Really, the title of this post should be: Why I suck as a parent!
The Therapy Jar is an old Mason jar (that is what we, in the south, call those old jars our grandmothers used for canning fresh vegetables. Everything here goes by it's brand name.... Ritz crackers, Coke instead of Soda, etc.) into which we put all of our spare change. When the jar is full, we add it to the children's savings accounts.
Because I really suck at parenting, my children will be using this money to pay for the extensive therapy they are going to require when they reach adulthood. The Therapy Jar money will not go for a down payment on anything or to help out with college.... It will be used for counseling.
Abby was playing with my bedside lamp yesterday. When I was ready to read my shamelessly hokie romance book before bed, the lamp, of course, wouldn't work. Abby said: "It's broke." And responsible parent that I am, I said: "Yes.
You broke it." She didn't bat an eye. "No. It's not brokedid, it just needs batteries."
I'm sure this will probably shock Rob, but I either pretend to be asleep or say: "Is that J.T.?" when they awaken in the middle of the night so he will go check on it for me. Unless someone is sick or vomiting, I will not be getting out of the bed.
I'm completely unafraid to shade the truth a little. No, the Barney video isn't working right now. And technically it isn't. Because it's not in the video player. You're out of chocolate milk. And while there is some in the refrigerator, it isn't in your cup, so you
ARE out of chocolate milk.
My voice occassionally leaves the pleasant range when I discover Sharpie marker on the cabinets, pee pee on the bathroom floor, or a child jumping off the back of the sofa. I may be shading the truth on the pleasant range bit.... it is probably more like Jerry Springer-level shouting.

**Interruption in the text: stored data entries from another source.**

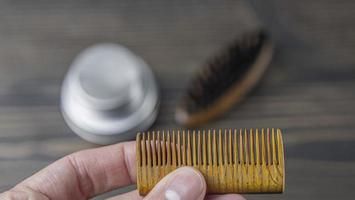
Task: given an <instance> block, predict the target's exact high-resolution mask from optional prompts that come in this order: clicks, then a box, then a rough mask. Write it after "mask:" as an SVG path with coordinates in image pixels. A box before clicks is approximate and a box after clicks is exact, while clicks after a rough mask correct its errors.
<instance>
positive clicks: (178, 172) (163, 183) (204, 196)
mask: <svg viewBox="0 0 355 200" xmlns="http://www.w3.org/2000/svg"><path fill="white" fill-rule="evenodd" d="M205 194H206V182H205V179H204V178H203V176H202V174H201V173H200V172H199V171H197V170H195V169H194V168H192V167H181V168H178V169H176V170H175V171H173V172H171V173H170V174H168V175H167V176H166V177H164V178H163V179H162V180H161V181H160V182H159V183H158V184H157V185H156V186H155V187H154V188H153V190H152V191H151V192H150V193H149V194H148V195H147V196H146V198H145V199H146V200H153V199H154V200H156V199H167V200H202V199H204V197H205Z"/></svg>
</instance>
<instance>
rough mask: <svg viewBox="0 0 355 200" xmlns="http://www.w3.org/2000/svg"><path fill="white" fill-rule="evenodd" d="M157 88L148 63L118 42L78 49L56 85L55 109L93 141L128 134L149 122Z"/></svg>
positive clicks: (131, 137)
mask: <svg viewBox="0 0 355 200" xmlns="http://www.w3.org/2000/svg"><path fill="white" fill-rule="evenodd" d="M158 107H159V92H158V88H157V84H156V81H155V78H154V75H153V73H152V71H151V69H150V68H149V66H148V65H147V64H146V63H145V62H144V61H143V60H142V59H141V58H139V57H138V56H136V55H134V54H133V53H132V52H131V51H129V50H128V49H127V48H125V47H123V46H121V45H118V44H98V45H95V46H93V47H90V48H88V49H86V50H84V51H83V52H82V53H80V54H79V55H78V56H77V58H76V59H75V60H74V62H73V63H72V65H71V67H70V69H69V71H68V73H67V75H66V77H65V79H64V82H63V85H62V93H61V110H62V113H63V116H64V119H65V121H66V122H67V124H68V125H69V126H70V128H71V129H72V130H73V131H74V132H75V133H77V134H78V135H79V136H80V137H82V138H84V139H85V140H87V141H90V142H93V143H97V144H112V143H116V142H119V141H124V140H130V139H133V138H134V137H135V135H136V133H137V132H138V131H144V130H146V129H148V128H149V127H150V126H151V125H152V123H153V122H154V121H155V119H156V117H157V114H158Z"/></svg>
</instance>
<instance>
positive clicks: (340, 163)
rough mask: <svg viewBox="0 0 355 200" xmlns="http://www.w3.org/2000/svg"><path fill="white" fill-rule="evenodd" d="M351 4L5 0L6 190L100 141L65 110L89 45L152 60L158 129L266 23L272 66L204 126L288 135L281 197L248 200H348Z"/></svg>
mask: <svg viewBox="0 0 355 200" xmlns="http://www.w3.org/2000/svg"><path fill="white" fill-rule="evenodd" d="M249 2H251V3H252V5H253V6H250V5H249V4H248V3H249ZM253 8H255V9H256V11H257V13H256V14H255V13H254V12H253ZM354 8H355V2H353V1H346V0H341V1H332V0H322V1H320V0H316V1H305V0H300V1H282V0H271V1H262V0H251V1H242V0H219V1H213V0H205V1H203V2H202V1H185V0H180V1H164V0H151V1H138V0H133V1H132V0H129V1H127V0H122V1H115V0H104V1H100V2H96V1H69V0H66V1H51V2H49V1H44V0H41V1H39V0H31V1H19V0H11V1H5V0H3V1H0V24H1V27H0V44H1V45H0V191H3V190H5V189H8V188H10V187H12V186H13V185H14V184H16V183H17V182H19V181H20V180H22V179H23V178H25V177H27V176H30V175H31V174H32V173H34V172H35V171H38V170H39V169H41V168H42V167H44V166H46V165H47V164H49V163H51V162H53V161H54V160H56V159H58V158H60V157H62V156H64V155H66V154H69V153H71V152H74V151H77V150H81V149H85V148H90V147H94V146H95V145H92V144H89V143H87V142H85V141H83V140H81V139H79V138H78V137H77V136H76V135H74V134H73V133H72V132H71V131H70V130H69V128H68V127H67V126H66V125H65V123H64V121H63V120H62V117H61V114H60V110H59V106H58V104H59V95H60V84H61V81H62V78H63V76H64V74H65V72H66V70H67V69H68V66H69V65H70V62H71V61H72V59H73V58H74V56H75V55H76V54H77V53H78V52H80V51H81V50H82V49H83V48H86V47H87V46H89V45H92V44H95V43H97V42H118V43H122V44H124V45H126V46H128V47H129V48H130V49H132V50H133V51H134V52H136V53H138V54H139V55H141V56H142V57H143V58H144V59H146V60H147V62H148V63H149V64H150V65H151V66H152V68H153V70H154V71H155V73H156V75H157V79H158V81H159V83H160V86H161V92H162V107H161V111H160V115H159V117H158V120H157V122H156V124H155V125H154V127H153V128H156V129H164V128H166V129H170V128H179V126H177V125H176V124H175V123H174V120H173V114H174V106H175V105H176V103H177V101H178V100H179V98H180V96H181V94H182V92H183V89H184V88H185V86H186V84H187V83H188V79H189V77H190V75H191V73H193V72H194V71H195V70H196V69H197V68H198V67H199V66H200V65H202V64H203V62H204V60H205V59H206V58H207V57H209V56H210V55H212V54H213V53H214V52H216V51H218V49H219V48H220V47H222V46H223V45H225V44H226V43H228V41H230V40H231V39H232V38H234V37H236V36H237V35H238V34H240V33H242V32H243V31H245V30H248V29H252V28H254V27H257V26H259V25H260V22H259V20H258V19H257V17H260V20H261V22H262V23H264V24H265V27H267V28H268V30H269V31H270V32H271V33H272V36H273V38H274V40H275V42H276V49H275V50H276V51H275V57H274V60H273V62H272V64H271V67H270V69H269V70H268V72H267V74H266V76H265V78H264V79H263V80H262V82H261V84H260V86H259V87H258V88H257V89H256V90H255V91H253V92H252V93H251V96H250V98H248V99H247V100H246V101H245V102H243V104H241V105H240V106H238V107H235V108H233V109H232V110H231V111H230V112H228V113H227V114H226V115H224V116H222V117H221V118H219V119H218V120H216V121H215V122H213V123H211V124H208V125H206V126H205V127H215V128H223V127H226V128H231V127H232V128H234V127H246V128H248V127H280V128H282V129H283V130H284V132H285V146H286V161H287V162H286V164H287V171H286V175H287V178H286V181H287V186H286V192H285V194H283V195H261V196H258V195H250V196H248V198H249V199H280V198H281V199H322V200H327V199H352V198H353V196H354V195H355V191H354V190H353V188H354V181H353V180H354V179H355V173H354V170H353V169H354V168H355V160H354V159H355V157H354V156H353V155H355V154H354V153H355V149H354V148H353V146H354V145H355V136H354V131H355V124H354V121H355V93H354V89H355V68H354V67H353V66H354V63H355V57H354V55H353V54H354V52H355V26H353V22H354V18H355V15H354V12H353V11H354ZM118 192H121V191H118ZM101 198H103V197H99V198H98V199H101Z"/></svg>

They eat too much candy and not enough vegetables and the television is indeed used as a babysitter. I will ban them from the room so I can watch my favorite show.
Last year, I forgot to lock our bedroom door. I felt something next to me while Rob and I were doing the horizontal mamba and discovered that J.T. was actually
IN THE BED with us. I may have to be in therapy for that one myself.
So 20 years from now, my children will be using the Therapy Jar Money for just that: Therapy. And Rob, the sane, gift-buying-for-no-reason, "It's okay, Daddy's here." one will come out smelling like a rose, while I on the other hand, will be blamed for
everything. And I have to admit I will probably have earned every criticism.
Because, to top it all off. I will steal money from the therapy jar so I can swing through the fast food place on the way to work and get a biscuit and a diet coke.